Das kenne ich so nicht. Ich denke, daß Sie keine Symbole gebrauchen?

Selbst wenn die Schwäne kein Todesmotiv sind, funktioniert es trotzdem. Das, wofür ich die Schwäne brauche, die mir einfach der Zufall geschickt hat, das funktioniert. Sie ist Einklang mit der Natur und dem Universum, und er darf da mit rein. Die Schwäne passen sich in dieses Bild ein.

Hätten Sie sich eigentlich ein glückliches oder jedenfalls weniger gewalttätiges Ende vorstellen können?

Nein. Das Ganze ist eine Utopie. Eine Utopie kann nicht real werden. Das kann nicht funktionieren. Am ersten Tag des Schreibens habe ich schon die Szene geschrieben, daß Theo den Revolver aus dem Handschuhfach herausholt, wenn sie anhalten und Frank mitnehmen. Es war mir am ersten Tag des Schreibens offensichtlich klar, daß das, was passiert, passieren wird. Sonst weiß ich oft nicht, wie es enden wird, aber das war von Anfang an da. Es kann nicht gut enden.

War auch Anfang an da, daß man Luise am Schluß noch an dem Grab sieht?

Nicht von Anfang an, aber man mußte das Grab sehen, damit der Titel wieder auftaucht. Dann wird einem klar, daß Frank diesen Grabstein gesehen haben muß. Es wird vorher nur gesagt, daß er den Spruch auf einem Stein gesehen hat. Aber es ist bei allen meinen Filmen so: du kriegst eine Information, die du erst nach ein oder zwei oder drei Szenen oder ganz am Ende des Films erklärt bekommst. Wo du dann erst versteht, was diese Information, die du lange vorher bekommen hast, bedeutet.

Der Film hat einen viel ruhigeren und langsameren Rhythmus als "Just Married". Kam es Ihnen auf diesen Kontrast an?
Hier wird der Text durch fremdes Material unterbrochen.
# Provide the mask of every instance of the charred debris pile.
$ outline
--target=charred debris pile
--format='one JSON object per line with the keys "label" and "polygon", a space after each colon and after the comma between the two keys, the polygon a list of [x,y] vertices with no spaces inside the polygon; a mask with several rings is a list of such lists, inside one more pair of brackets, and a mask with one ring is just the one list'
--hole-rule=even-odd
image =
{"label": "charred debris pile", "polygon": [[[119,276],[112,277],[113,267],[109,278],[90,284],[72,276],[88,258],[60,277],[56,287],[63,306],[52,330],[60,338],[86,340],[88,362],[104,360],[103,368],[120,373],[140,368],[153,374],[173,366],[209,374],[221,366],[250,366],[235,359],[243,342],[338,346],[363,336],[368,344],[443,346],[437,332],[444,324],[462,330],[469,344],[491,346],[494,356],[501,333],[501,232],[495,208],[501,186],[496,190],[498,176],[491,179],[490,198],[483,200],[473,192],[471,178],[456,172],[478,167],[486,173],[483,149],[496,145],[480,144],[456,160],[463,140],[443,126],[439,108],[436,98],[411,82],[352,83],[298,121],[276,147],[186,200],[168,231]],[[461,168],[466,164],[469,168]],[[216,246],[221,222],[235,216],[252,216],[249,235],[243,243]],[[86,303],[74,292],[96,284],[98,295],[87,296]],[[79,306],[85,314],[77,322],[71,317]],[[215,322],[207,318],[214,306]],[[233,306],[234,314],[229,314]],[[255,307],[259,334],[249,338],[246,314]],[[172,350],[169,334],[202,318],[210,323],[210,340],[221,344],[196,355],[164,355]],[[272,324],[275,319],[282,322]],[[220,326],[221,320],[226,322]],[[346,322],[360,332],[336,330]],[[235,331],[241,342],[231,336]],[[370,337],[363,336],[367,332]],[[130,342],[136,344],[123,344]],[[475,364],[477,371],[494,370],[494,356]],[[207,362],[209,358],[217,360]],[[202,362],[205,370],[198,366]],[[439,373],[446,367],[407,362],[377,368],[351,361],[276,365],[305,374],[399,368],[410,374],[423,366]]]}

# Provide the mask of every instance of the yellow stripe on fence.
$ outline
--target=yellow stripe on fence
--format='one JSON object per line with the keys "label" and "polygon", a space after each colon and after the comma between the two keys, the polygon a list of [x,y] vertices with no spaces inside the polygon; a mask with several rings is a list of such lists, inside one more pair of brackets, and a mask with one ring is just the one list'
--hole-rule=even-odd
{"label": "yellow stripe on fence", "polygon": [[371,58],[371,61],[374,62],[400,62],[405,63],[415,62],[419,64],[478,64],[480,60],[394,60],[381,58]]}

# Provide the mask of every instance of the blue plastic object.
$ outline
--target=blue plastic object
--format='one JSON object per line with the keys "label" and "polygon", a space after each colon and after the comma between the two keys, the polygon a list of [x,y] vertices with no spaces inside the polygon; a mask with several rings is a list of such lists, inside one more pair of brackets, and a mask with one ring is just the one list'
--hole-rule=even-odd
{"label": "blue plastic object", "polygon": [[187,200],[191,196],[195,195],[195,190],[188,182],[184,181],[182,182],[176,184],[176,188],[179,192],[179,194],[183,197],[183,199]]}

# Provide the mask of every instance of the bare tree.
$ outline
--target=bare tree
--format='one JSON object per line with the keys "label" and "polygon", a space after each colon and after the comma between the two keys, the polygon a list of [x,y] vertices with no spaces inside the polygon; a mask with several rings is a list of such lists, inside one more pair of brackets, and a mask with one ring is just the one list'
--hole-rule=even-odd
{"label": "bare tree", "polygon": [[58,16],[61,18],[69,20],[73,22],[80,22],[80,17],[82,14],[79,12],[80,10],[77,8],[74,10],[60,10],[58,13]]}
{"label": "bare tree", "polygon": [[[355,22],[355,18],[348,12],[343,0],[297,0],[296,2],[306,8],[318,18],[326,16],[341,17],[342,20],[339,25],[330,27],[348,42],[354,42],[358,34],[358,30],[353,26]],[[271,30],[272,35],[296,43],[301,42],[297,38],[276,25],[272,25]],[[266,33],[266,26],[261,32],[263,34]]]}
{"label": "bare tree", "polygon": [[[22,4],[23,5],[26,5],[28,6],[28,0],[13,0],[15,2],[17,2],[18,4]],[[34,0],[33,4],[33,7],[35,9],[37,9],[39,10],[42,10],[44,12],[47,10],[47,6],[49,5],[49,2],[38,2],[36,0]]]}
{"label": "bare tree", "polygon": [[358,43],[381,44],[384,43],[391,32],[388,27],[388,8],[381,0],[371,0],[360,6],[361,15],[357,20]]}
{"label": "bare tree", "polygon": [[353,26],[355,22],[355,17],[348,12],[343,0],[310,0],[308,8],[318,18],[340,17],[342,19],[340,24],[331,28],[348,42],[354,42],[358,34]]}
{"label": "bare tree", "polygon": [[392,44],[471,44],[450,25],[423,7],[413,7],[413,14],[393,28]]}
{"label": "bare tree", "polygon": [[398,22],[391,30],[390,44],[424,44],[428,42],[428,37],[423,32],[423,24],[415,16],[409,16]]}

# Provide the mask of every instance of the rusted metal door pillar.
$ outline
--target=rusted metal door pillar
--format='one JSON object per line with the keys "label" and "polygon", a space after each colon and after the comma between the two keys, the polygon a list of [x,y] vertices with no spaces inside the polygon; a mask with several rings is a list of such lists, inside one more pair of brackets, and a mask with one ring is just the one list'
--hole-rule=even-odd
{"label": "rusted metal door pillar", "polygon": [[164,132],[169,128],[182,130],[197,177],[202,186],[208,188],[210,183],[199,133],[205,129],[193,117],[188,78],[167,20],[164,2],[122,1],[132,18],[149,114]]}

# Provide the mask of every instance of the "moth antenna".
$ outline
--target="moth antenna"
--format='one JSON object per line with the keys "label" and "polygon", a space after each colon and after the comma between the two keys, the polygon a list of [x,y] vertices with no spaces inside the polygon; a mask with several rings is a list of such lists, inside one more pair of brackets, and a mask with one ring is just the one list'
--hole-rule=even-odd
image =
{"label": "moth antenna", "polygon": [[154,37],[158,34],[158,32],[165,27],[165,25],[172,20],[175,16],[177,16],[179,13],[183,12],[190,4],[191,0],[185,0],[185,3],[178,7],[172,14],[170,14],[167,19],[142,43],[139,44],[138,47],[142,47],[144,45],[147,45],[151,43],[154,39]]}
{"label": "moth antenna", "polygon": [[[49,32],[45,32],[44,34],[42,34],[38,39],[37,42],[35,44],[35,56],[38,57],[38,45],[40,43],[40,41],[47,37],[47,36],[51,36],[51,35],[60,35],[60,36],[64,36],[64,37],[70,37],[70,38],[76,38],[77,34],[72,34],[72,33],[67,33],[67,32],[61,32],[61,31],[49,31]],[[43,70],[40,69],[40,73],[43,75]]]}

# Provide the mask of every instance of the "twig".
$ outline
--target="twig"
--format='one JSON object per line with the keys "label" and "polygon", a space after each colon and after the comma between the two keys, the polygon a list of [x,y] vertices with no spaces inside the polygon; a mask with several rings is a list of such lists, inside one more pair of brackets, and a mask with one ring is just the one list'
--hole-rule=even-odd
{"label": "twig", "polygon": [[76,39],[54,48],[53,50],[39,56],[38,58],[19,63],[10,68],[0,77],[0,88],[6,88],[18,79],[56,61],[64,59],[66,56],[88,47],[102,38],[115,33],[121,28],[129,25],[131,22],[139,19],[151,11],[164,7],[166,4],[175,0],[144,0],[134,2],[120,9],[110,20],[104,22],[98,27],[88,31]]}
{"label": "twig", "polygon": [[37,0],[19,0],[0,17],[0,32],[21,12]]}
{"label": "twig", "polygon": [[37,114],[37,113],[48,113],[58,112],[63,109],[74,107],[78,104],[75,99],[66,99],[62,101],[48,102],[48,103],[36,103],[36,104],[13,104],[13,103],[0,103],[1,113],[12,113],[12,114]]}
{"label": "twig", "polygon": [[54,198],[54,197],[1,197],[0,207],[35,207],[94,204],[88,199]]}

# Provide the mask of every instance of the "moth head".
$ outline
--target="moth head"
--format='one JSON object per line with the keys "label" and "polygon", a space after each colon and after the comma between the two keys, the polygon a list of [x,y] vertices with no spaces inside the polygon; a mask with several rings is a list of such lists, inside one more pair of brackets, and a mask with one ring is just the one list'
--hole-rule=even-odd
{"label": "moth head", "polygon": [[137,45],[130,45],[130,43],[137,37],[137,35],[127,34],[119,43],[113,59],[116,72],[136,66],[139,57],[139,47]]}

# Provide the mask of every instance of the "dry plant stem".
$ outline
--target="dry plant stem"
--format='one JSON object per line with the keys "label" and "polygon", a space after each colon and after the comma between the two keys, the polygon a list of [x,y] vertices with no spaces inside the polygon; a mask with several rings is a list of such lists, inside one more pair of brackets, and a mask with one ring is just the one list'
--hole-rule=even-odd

So ist es schon geschrieben. Die Erzählweise bei "Just Married" ist total elliptisch. Der ganze Film kriegt seine Kraft durch die Ellipsen, er lebt davon. Seitdem ich selber Drehbücher schreibe, experimentiere ich mit dem Erzählen. Innerhalb dieser Erzählexperimente hat das einen ganz wichtigen Stellenwert. "Tigerstreifenbaby" ist vom Erzählen her etwas ganz anderes. Das ist fast eine 1:1 - Kontinuität von dem Moment an, wo der da auf der Straße steht. Ich übertreibe etwas, aber man sieht alles, was passiert, ein Ding nach dem anderen, es gibt eigentlich keine Ellipsen. Nur am Ende dann, in dieser Idylle in dem Jagdhäuschen, da ist diese Erzählkontinuität nicht mehr so da. Da ist die Zeit plötzlich fast gar nicht mehr da. Wir erfahren nur von außen, daß ganz viel Zeit vergangen sein muß: der Ehemann von Luise, der seine Frau sucht, sagt, sie sei seit fünf Wochen nicht mehr da; dadurch, daß die beiden Frauen schwanger sind, muß auch Zeit vergangen sein; der Vater sagt am Ende, sie seien acht Wochen glücklich gewesen. Diese acht Wochen sehen wir nicht. Der Zeitverlauf in diesem Jagdhäuschen ist ähnlich wie auf Ureparapara in "Beschreibung einer Insel", wo die Zeit quasi nicht mehr existiert: man kann nicht sehen, daß die ein halbes Jahr dort sind. Wirklich bewußt ausgedacht habe ich mir das nicht, aber mir war klar, daß diese utopische Situation immer auch ein Verlöschen der Zeit bedeutet, eine Aufhebung der Zeit. In "Just Married" passiert ja nicht viel, die Geschichte ist sehr alltäglich. Aber durch die Ellipsen, vor allem diese Zeitsprünge von jeweils einem Jahr, die immer duch ein neues Kind markiert werden, kriegt er eine ganz erhebliche Dimension. Die Musik ist ganz wichtig dabei, sie ist sehr monoton, eintönig, sparsam. Aber in der Wiederholung, trotz dieser Sparsamkeit, öffnet sich plötzlich etwas. "Just Married" saugt die Phantasie des Zuschauers wirklich an. Er braucht das, wenn das nicht passiert, ist er lahm. Aber wenn es passiert, ist er gewaltig.

Haben Sie deshalb auch neue Schauspieler genommen?

Ja, seit zehn Jahren habe ich zum ersten Mal neue Schauspieler genommen, bis auf ganz wenige Positionen, auch ein Komplett neues Team, beispielsweise den Kameramann (Name), der seinen ersten Film mit mir gemacht hat.